# Fla. Surf fishing expo



## BentHook (Dec 22, 2002)

This is an update from Frosty on the seminar
The 2003 Florida Surf Fishing Expo will be held this year at the St. Augustine Beach Pier Pavilion. It is also known as the St. Johns Ocean Pier. Bottom line, there is only one ocean pier in St. Augustine and it is at St. Augustine Beach, FL.

The Expo is going to be held on Saturday, April 12, 2003 for one day only. There is no charge for admission. If you need directions, search Mapquest for St. Augustine Beach. The pier is located on A1A. You can't miss it. The Expo will get under-way at 9:00 am with most people being there a lot earlier to share in a nice Q & A session. I personally will be there way before daylight. (Typical fisherman) I Look forward to meeting everyone! Please do not hesitate to come say hello to Gowge and I.
I would like to take a couple of minutes this morning to elaborate on the focus of this year's expo. 

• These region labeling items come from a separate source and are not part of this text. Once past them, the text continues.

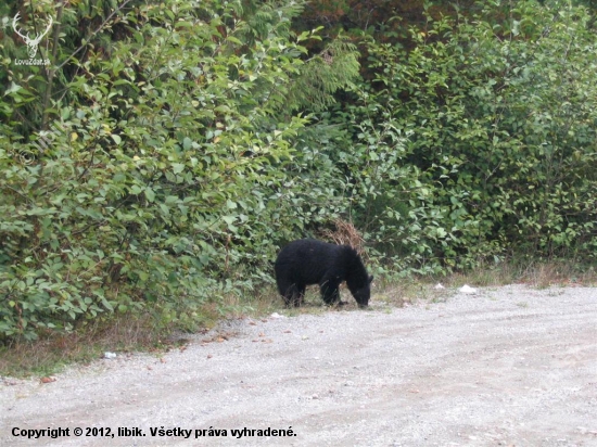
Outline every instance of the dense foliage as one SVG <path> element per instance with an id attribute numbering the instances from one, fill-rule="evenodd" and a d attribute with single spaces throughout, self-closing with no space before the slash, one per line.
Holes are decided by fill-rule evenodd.
<path id="1" fill-rule="evenodd" d="M 483 5 L 421 12 L 402 43 L 322 38 L 287 0 L 0 7 L 0 337 L 191 328 L 338 218 L 389 274 L 592 259 L 592 16 Z M 54 17 L 50 65 L 15 63 L 16 12 L 31 36 Z"/>

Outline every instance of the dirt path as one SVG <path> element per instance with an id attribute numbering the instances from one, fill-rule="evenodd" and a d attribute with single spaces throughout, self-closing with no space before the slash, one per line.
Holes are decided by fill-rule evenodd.
<path id="1" fill-rule="evenodd" d="M 220 329 L 228 340 L 198 337 L 163 361 L 0 380 L 0 445 L 597 446 L 597 289 L 372 304 L 238 321 Z"/>

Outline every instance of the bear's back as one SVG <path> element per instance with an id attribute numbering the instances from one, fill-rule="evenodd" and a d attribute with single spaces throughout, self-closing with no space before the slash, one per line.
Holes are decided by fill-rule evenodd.
<path id="1" fill-rule="evenodd" d="M 344 277 L 346 257 L 354 252 L 347 245 L 335 245 L 315 239 L 300 239 L 284 246 L 276 259 L 276 273 L 292 277 L 304 284 L 318 283 L 333 270 Z"/>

The main focus of this Expo is, "Enhancing Ability". 

The main purpose of this expo is information and teaching. This is being provided as a service to the board readers and is based on popular demand. When asked what was wanted at the this expo, the readers spoke-up and we listened. 

There will be casting demonstrations by three of the best casters out there. Neil Mackellow, Roger Mortimor and Big Lou McEachern They will also be teaching techniques to better your casting distance. 

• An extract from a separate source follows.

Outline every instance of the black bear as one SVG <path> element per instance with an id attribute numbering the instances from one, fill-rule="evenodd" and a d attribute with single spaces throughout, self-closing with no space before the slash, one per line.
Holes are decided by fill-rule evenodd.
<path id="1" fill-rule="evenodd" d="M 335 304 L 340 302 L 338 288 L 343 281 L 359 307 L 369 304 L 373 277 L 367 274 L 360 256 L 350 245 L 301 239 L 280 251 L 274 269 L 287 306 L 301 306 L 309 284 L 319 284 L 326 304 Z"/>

There will be teachings on reel tuning and fishing techniques. 
There will teachings on throwing a castnet. 
I will be giving demonstrations on cleaning fish also. 

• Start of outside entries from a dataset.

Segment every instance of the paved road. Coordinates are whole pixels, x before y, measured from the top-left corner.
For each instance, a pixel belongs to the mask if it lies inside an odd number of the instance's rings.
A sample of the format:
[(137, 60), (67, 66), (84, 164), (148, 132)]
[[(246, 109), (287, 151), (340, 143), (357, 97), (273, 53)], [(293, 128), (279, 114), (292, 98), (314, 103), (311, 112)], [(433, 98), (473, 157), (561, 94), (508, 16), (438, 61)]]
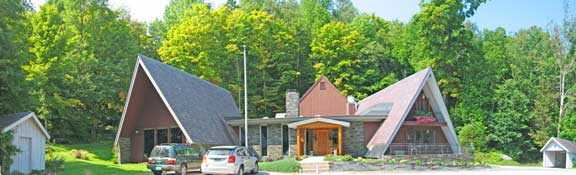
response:
[[(190, 174), (199, 174), (198, 172)], [(260, 175), (296, 175), (299, 173), (268, 173), (261, 172)], [(300, 173), (301, 175), (314, 175), (314, 173)], [(325, 172), (321, 175), (576, 175), (576, 169), (557, 169), (557, 168), (542, 168), (542, 167), (513, 167), (513, 166), (499, 166), (488, 169), (477, 170), (428, 170), (428, 171), (345, 171), (345, 172)]]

There will be factory representatives from Fishbites, Sufix line and Penn UK Surf Fishing Equipment also. 

There will be some new products on display dealing with various surf fishing items. 

We encourage everyone to bring their equipment for show and tell. 

In previous Expos the focus on tackle has been with All-Star, Seeker and Zipplex. This Expo will unveil products from Conoflex and Penn UK as well as others giving the return attendee a different experience than in previous expos. New Sufix products will be there as well as promotional items from Sufix, Penn and Fishbites. 
There will be door prizes and a raffle. 
Best of all, it's free for everyone to attend.


----------



## Kozlow (Oct 25, 2002)

Thank's Benthook for the info on the 2003 Florida Surf Fishing Expo at the St. Augustine Beach Pier Pavilion. It sounds like a informative time for those interested.

T<---->---<>Lines 
Kozlow


----------



## Beachbms (Jan 10, 2003)

Thanks benthook going to do my best to be there. Sounds like a great informative show.


----------